Optionally, in the case where the present disclosure uses the second depth image capturing apparatus, the second three-dimensional coordinate system in the present disclosure is a three-dimensional coordinate system of the second depth image capturing apparatus. The direction of the Z axis of the second three-dimensional coordinate system may be the direction of the optical axis of the second depth image pickup device. The X-axis of the second three-dimensional coordinate system may be directed horizontally rightward along the optical axis direction of the second depth image pickup device. The Y-axis of the second three-dimensional coordinate system may be oriented perpendicular to the X-axis direction and downward.
S401, determining a second three-dimensional coordinate of the preset target point in a second three-dimensional coordinate system based on the second depth map.

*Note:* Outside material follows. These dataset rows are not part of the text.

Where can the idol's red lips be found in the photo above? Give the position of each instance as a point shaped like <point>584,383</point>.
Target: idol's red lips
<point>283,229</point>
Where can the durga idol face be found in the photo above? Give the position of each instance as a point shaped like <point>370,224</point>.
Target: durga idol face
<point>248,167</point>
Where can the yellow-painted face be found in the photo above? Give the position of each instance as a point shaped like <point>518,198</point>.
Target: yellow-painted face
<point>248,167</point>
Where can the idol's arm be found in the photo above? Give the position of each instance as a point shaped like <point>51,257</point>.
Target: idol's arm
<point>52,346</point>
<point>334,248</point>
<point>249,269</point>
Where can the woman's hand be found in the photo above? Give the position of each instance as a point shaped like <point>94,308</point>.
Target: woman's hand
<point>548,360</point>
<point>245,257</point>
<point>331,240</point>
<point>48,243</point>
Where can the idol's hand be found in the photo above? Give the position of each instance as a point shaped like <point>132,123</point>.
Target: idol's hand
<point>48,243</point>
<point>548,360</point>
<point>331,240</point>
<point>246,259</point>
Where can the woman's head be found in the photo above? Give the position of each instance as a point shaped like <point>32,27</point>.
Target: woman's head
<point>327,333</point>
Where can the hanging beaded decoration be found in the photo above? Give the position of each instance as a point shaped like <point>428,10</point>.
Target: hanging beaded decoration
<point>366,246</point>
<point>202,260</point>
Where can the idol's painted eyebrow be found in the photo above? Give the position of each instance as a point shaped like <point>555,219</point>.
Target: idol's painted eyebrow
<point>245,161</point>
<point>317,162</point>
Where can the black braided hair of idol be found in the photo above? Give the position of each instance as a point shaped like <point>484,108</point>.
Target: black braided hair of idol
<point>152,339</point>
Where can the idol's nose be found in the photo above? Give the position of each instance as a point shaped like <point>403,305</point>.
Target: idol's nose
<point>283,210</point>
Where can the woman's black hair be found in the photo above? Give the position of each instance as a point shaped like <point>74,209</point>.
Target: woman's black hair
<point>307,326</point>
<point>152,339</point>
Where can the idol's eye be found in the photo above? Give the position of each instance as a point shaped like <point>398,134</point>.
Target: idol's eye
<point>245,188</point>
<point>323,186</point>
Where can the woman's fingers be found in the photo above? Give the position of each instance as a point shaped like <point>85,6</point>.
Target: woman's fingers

Alternatively, the preset target point in the present disclosure may be a paper label or a thumbtack with vivid color, a magnetic label or a light source, etc. The second depth camera of the present disclosure may acquire 2D images in addition to the second depth map (i.e., depth image). The 2D image and the second depth map typically have the same viewing angle. The origin of the two-dimensional coordinate system of the 2D image may be at the upper left corner position of the 2D image or at another position such as the lower right corner of the 2D image. The two-dimensional coordinate system of the 2D image may be a coordinate system formed by an X-axis and a Y-axis in the second three-dimensional coordinate system.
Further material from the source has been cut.